Twenty microliters of the sample were transferred onto a ZnSe crystal cleaned with water and ethanol and dried under a flow of dry nitrogen-gas before analysis. The spectra presented are an average of accumulation of 64 scans. All spectra were recorded at room temperature, approximately 23 ± 0.5°C with a spectral resolution of 2 cm–1. The spectra were converted into absorbance units by taking the negative of the log ratio of a sample spectrum to that of an air spectrum. The data was then transferred to data processing programs (ExcelTM, Microsoft Corp., USA and SigmaplotTM v. 10, Systat Software Inc, USA), where numerical consideration and final graphs were prepared. All the experiments were carried out in three replicates.
RESULTS AND DISCUSSION
BLG Structure at Different States
In this study, the FTIR technique was used to investigate the chemical structure of BSG, BLG, and their mixture at different states. The FTIR technique is a versatile and powerful technique for determining the different percent of secondary structure of globular protein in aqueous solution, in complex systems, such as a biological system or in functional states, such as a gel or a film.[Citation3] In addition, this method provides a sensitive diagnostic tool for monitoring changes in the conformation of biopolymers. The original infrared spectrum of BLG powder in the region of 4000–1000 cm–1 was recorded at room temperature (23°C; ). The major peaks which are characteristic of proteins were observed with a maximum at around 1634 and 1518 cm–1, which are indicative of the amide I band (1750–1600 cm–1) and amide II band (1550–1510 cm–1), respectively. Generally, amide I band has a composite profile, consisting of several spectral components related to different secondary structures.[Citation24] The amide I region, which is mainly due to the C=O stretching vibration and to a small extent to C-N stretching and N-H bending vibrations of the peptide bonds, is sensitive to the secondary structure of proteins.[Citation25] The peak observed around 1634 cm–1 is typical of that observed for proteins known to be predominantly β-sheet in structure and is in agreement with previous X-ray diffraction and FTIR spectroscopy studies data.[Citation3]

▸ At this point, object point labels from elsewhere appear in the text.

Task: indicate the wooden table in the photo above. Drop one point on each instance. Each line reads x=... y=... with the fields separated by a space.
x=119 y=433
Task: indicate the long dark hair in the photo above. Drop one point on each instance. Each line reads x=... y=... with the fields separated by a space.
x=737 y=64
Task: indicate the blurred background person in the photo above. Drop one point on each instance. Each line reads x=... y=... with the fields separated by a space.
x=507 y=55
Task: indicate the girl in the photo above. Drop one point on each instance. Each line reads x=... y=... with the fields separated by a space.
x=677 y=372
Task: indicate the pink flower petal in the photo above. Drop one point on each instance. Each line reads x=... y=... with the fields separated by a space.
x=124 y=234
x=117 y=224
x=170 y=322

FIGURE 1 Original FTIR spectra of pure state of BLG powder at room temperature.
A comparison of the chemical structure of BLG in solution and gel states was carried out by FTIR over the same spectral region (4000–1000 cm–1) and a maximum peak was observed for BLG in both states at around 1622 cm–1 ( and ). This peak is also characteristic of the amide I’ and has been found in pressure, solvent, and thermal denaturation of proteins.[Citation26,Citation27] The peak is believed to be the result of the disruption of hydrogen bonds within the native protein secondary structure and the formation of new hydrogen bonds, associated with the aggregation process upon cooling, i.e., formation of intermolecular hydrogen bonds.[Citation28] Besides, the peak at around 1622 cm–1 presents a conversion from α-helix and intramolecular β-native toward β-aggregated structures. As already observed for other proteins,[Citation29,Citation30] the development of such a band is characteristic of the formation of a protein gel or aggregates. These spectra are very similar to those obtained for BLG powder, suggesting a partial denaturation of protein, which is in agreement with previous work that only reversible modifications of the environment of tryptophan residues occur, indicating a moderate swelling of the protein tertiary structure.[Citation5]

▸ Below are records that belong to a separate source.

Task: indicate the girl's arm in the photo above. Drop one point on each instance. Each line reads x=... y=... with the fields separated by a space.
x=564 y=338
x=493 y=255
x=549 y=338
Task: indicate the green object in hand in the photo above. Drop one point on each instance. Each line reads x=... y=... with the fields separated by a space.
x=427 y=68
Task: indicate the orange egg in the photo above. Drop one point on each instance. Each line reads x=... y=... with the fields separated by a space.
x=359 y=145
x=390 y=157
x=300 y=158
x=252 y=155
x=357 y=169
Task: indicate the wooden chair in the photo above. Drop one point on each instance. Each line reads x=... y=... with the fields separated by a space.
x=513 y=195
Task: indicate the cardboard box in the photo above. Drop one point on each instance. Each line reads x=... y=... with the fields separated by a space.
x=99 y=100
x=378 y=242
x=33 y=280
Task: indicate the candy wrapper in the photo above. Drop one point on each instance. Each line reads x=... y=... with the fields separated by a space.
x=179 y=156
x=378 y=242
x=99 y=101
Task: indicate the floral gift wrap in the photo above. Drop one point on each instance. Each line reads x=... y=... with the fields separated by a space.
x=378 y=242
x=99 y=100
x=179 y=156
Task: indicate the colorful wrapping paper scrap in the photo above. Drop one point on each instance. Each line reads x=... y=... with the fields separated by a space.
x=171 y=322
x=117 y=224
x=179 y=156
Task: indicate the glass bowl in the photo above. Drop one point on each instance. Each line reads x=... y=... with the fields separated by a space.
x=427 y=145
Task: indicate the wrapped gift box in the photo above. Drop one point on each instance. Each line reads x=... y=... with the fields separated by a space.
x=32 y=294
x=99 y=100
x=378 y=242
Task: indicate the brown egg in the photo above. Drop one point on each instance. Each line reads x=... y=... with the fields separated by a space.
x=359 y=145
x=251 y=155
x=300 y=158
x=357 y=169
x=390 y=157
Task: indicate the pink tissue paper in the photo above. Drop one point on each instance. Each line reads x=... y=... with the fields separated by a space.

FIGURE 2 Original FTIR and deconvolved spectra of 10% BLG solution (a) before heating sol; and (b) after heating gel at room temperature.
FIGURE 3 (a) Original FTIR spectrum; and (b) deconvolved spectrum of BSG powder at room temperature.

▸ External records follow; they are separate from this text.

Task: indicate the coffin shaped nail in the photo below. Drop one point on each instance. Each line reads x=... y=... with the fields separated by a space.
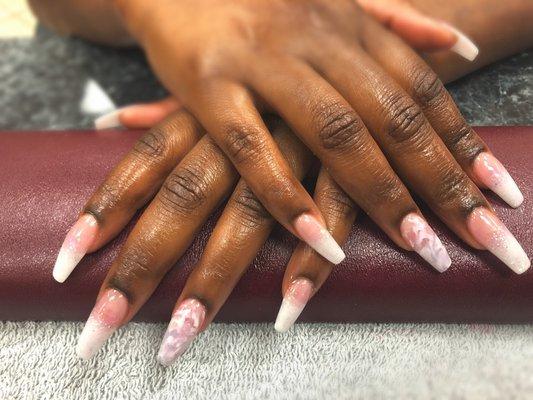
x=184 y=325
x=78 y=240
x=488 y=230
x=464 y=46
x=107 y=315
x=493 y=174
x=417 y=232
x=318 y=238
x=294 y=301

Since, the spectral region (1600–1700 cm−1) is attributed to different structure, a more detailed comparison of the BLG in solution and gel states was obtained from deconvolved spectra[Citation31] ( and ). Under physiological conditions, BLG exists as a dimer and its secondary structure consist of nine β-strands (~50%), single α-helix (10~15%), turns (~20%), and random arrangements (~15%).[Citation32] The band at 1634 cm–1 corresponds to β-sheets, while that at 1665 cm–1 has been assigned to the consisting turn β-sheets. The other bands at 1550 and 1440 cm–1 corresponds to turns or unordered structure. The strongest band at 1634 cm–1 is highly characteristic of amide groups involved in the extended β-sheet structure.[Citation9] Since, the strongest peak was seen at 1634 cm–1, it can be found the native protein in solution is mainly constituted by β-sheet. The similar results were also seen in the previous works.[Citation33,Citation34] The shift or disappearance of the band at 1634 cm–1 under denaturing conditions indicates that the presence BLG as a dimer may be another factor impeding the crosslinking.[Citation34] It is clear that BLG in the gel state displays a marked reduction of α-helical, β-sheet, and unordered structures at the expense of intermolecular hydrogen bonded β-sheet structure. The formation of intermolecular β-sheet in gel of BLG is not particular to this globular protein and has been already observed in the gels of some proteins like bovine serum albumin[Citation30] and glycinin.[Citation29]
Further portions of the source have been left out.